The process that removed Morsi was similar to the one that removed Mubarak. The same senators abandoning their cocktail parties to demand an end to foreign aid for Egypt because of the C word, were celebrating the same C word that took down Mubarak.

The difference, they will argue, is that Morsi was democratically elected. But so was Mubarak. But, they will say, Mubarak’s election was not truly democratic because it was marred by all sorts of electoral irregularities. And they will say that Mubarak acted like a tyrant. But the same was true of Morsi’s election. And Morsi did act like a tyrant.

The coup position is reduced to arguing that the overthrow of one elected leader by popular protests and the military was a very good thing while the overthrow of another by the same means was a bad thing because one election was somewhat cleaner than the other on a scale from Chicago to Detroit.

Never mind that the first leader was an ally of the United States and that the other was its enemy.

Is the gram’s worth of difference in democracy that we’re fighting for really worth undermining our national security?

I’ve met lawyers who have told me that they would have defended Hitler pro bono because of the principle of the thing. I’ve never entirely understood why the principle of this thing trumps genocide. The application of the pro bono Hitler lawyer clause to the Muslim Brotherhood’s democracy seems even more dubious. And I have a healthy suspicion of people who too eagerly volunteer to be Hitler’s lawyer or the Muslim Brotherhood’s press agent for the principle of the thing.

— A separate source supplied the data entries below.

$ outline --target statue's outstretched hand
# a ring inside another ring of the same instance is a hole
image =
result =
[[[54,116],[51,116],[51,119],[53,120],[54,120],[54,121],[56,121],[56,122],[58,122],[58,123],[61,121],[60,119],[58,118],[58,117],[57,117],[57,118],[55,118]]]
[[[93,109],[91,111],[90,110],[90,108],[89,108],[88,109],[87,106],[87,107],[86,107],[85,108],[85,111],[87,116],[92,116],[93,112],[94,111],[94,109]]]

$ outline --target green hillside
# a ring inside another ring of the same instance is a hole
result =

Are we really obligated to vigorously defend the Muslim Brotherhood’s right to take over a country because the election that allowed it to come to power wasn’t as dirty as the last election? Does the principle that democracy should be implemented here, there and everywhere, even if it leads to a terrorist group taking over the most powerful country in the region, really trump our national security?

Why have we volunteered to be the Muslim Brotherhood’s pro bono democracy lawyer?

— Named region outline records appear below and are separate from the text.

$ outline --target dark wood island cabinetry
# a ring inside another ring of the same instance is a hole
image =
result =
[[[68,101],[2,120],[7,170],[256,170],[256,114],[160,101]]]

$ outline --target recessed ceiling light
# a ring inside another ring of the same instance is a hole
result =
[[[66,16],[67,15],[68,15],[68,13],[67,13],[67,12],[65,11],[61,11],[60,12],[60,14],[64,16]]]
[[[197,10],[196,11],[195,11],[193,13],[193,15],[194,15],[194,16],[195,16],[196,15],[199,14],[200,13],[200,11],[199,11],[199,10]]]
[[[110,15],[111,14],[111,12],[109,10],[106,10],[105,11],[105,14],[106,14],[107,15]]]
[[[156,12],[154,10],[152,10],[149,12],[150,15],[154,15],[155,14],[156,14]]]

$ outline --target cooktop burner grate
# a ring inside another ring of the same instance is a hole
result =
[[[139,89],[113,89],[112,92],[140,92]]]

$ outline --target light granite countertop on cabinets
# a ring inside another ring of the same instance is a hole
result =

The Arab Spring has thoroughly discredited the idea that spreading democracy enhances regional stability and protects our national security. We would have more luck promoting vital national interests by spreading viral goat yelling video memes than by bludgeoning other countries into having elections.

We don’t need a democratic Egypt. What we need is an Egypt that is not too excessively sympathetic to our enemies.

We’ll never be very good friends. A deep and meaningful friendship with a population that believes in chopping the hands off thieves and stoning everyone else was never in the cards. But most alliances aren’t built on enduring love or even mutual affection.

They’re built on something better. Cynical pragmatism.

We had a wonderfully pragmatic and lovingly cynical relationship with Egypt. If Chuck Hagel stops making 17 personal phone calls every hour telling the Egyptian government how not to shoot Muslim Brotherhood terrorists, maybe one day we’ll have a cynically pragmatic relationship with Egypt again.